Back in 2013, a curious setup called The Newsstand appeared in the spot where you would usually find snacks and soda at the Lorimer L train station in Brooklyn. Curated by 8-Ball Zine Fair's Lele Saveri, The Newsstand sold zines and hosted public events. It was at this first installation of The Newsstand that artist India Salvor Menuez began BOOKLUB, a series of performance art showcases, each contained within one day and featuring a slew of local creatives. A born-and-raised New Yorker and full-on downtown city girl, Menuez has been making and showing art since high school (although you might recognize her from the second series of Amazon's Transparent, in which she played the lover of Ali's professor). She describes herself as a "multi-hyphenated millennial focused on community" and hopes to provoke a new way of looking at performance art by positioning BOOKLUB directly in the field of vision of those traversing a public, high-traffic setting. The simple but brilliant idea is to give people unfamiliar with performance art the opportunity to indulge their curiosity.
Tomorrow, the tenth installation of BOOKLUB will take place at Newsstand's current location in the Ocean of Images: New Photography exhibit at the Museum of Modern Art (it will be there through March 20). Though not quite as public a space as the Lorimer L stop, the famed midtown institution will likely welcome new kinds of eyes and ears to the performance series. "There are little clumps of artists exploring similar ideas and aesthetics," Menuez says of tomorrow's line-up, "but all in all it is a very mixed bag." BOOKLUB 10 will feature performances from the likes of Bunny Michael, Claire Christerson, and Mike Bailey Gates (separately in this case, but together you might know them as Mike and Claire), and many others.
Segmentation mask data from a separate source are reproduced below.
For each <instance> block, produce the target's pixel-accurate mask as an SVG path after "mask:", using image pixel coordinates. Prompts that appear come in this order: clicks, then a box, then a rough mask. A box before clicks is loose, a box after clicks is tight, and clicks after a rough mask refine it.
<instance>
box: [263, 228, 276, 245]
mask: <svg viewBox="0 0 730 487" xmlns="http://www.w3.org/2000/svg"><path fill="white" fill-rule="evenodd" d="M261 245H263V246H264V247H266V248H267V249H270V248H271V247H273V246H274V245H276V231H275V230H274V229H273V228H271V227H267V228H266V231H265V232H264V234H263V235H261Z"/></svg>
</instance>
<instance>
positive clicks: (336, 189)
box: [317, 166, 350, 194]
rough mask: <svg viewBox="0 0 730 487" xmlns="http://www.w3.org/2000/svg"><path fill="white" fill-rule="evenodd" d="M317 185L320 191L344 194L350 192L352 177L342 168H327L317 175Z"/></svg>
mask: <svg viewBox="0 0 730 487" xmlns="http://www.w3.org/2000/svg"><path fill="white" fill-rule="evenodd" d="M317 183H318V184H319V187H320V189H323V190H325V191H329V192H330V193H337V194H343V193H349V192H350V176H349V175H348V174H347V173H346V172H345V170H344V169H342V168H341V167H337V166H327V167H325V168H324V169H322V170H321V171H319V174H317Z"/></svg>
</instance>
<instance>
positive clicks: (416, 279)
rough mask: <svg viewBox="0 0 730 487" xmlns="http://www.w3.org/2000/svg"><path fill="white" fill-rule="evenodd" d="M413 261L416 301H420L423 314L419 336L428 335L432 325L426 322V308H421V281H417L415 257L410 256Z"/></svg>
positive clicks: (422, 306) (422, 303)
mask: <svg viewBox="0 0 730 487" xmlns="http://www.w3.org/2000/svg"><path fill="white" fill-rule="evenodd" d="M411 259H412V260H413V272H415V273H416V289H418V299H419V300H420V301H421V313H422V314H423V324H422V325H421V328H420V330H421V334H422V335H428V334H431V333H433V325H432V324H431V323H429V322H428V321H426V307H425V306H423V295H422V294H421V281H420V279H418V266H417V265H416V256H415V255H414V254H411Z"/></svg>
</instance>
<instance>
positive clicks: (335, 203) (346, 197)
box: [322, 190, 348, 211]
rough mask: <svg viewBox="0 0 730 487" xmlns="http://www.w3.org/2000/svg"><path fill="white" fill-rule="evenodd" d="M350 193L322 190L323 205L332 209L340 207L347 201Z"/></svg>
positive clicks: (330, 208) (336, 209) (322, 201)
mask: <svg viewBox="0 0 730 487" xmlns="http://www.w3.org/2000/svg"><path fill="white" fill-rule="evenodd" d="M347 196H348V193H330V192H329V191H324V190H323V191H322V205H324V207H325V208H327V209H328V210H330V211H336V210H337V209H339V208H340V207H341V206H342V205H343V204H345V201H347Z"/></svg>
Here, Menuez explains her motivations, goals, and what it is that especially excites her about working with local artists and creating her own platform.
What inspired you to set up BOOKLUB?
INDIA SALVOR MENUEZ: I was just starting to get into making performance work myself and was inspired by poetry readings friends were putting on in alternative spaces. Coming from a DIY background, I always answered the question, How do I get people to see my and my friends' work? with Just create your own platform. BOOKLUB was this platform, and its freeform flexibility made it easy to keep doing in whatever space was granted—on Know-Wave; at [free art school] BHQFU (after getting kicked out of David Lewis Gallery mid-BOOKLUB 7); [Long Island-based creative platform] Auto Body, which then became a big artist camping trip; the Baby's All Right Miami Basel pop-up, etc. There are always amazing, excited artists who want to share their work.
What will Thursday’s performance entail?
I have over 35 acts planned, all artists stemming from the many-branched community I am part of in N.Y.C. I will post a full set-list on my Instagram [below] if you're really curious who. The what will be a lot of different work, I love the idea that most people are only going to come for a snippet of the seven hour day and so there will be all these different experiences of BOOKLUB 10. There are little clumps of artists exploring similar ideas and aesthetics, but all in all it is a very mixed bag, which hopefully in such a public setting means something for everyone.
How do you feel about doing BOOKLUB at MoMA?
I really could never have imagined it would make it to this validating of a context. I'm really glad it can be an event inside of an installation—it doesn't have to stand alone in the museum this way, and we get to bypass a certain amount of usual museum protocol. The people of 8-Ball who started and continue The Newsstand, Lele Saveri in particular, are some of the most supportive and inspiring people in N.Y.C. to me. To be able to be doing something at MoMA within the embrace of that community is really special.
What do you hope viewers will take away from Thursday's performance?
That performance art can be digested and enjoyed by the layperson. That it's not the pretentious, scary thing we are told it is. That performance is exciting because it's the only form of art you get to experience as it is being made, by the artist, and that experience is the work. And that whatever your experience of the work is, is totally valid.
What’s your next move?
For now I can only think so far as BOOKLUB 11—I am thinking somewhere outside, when it gets warm.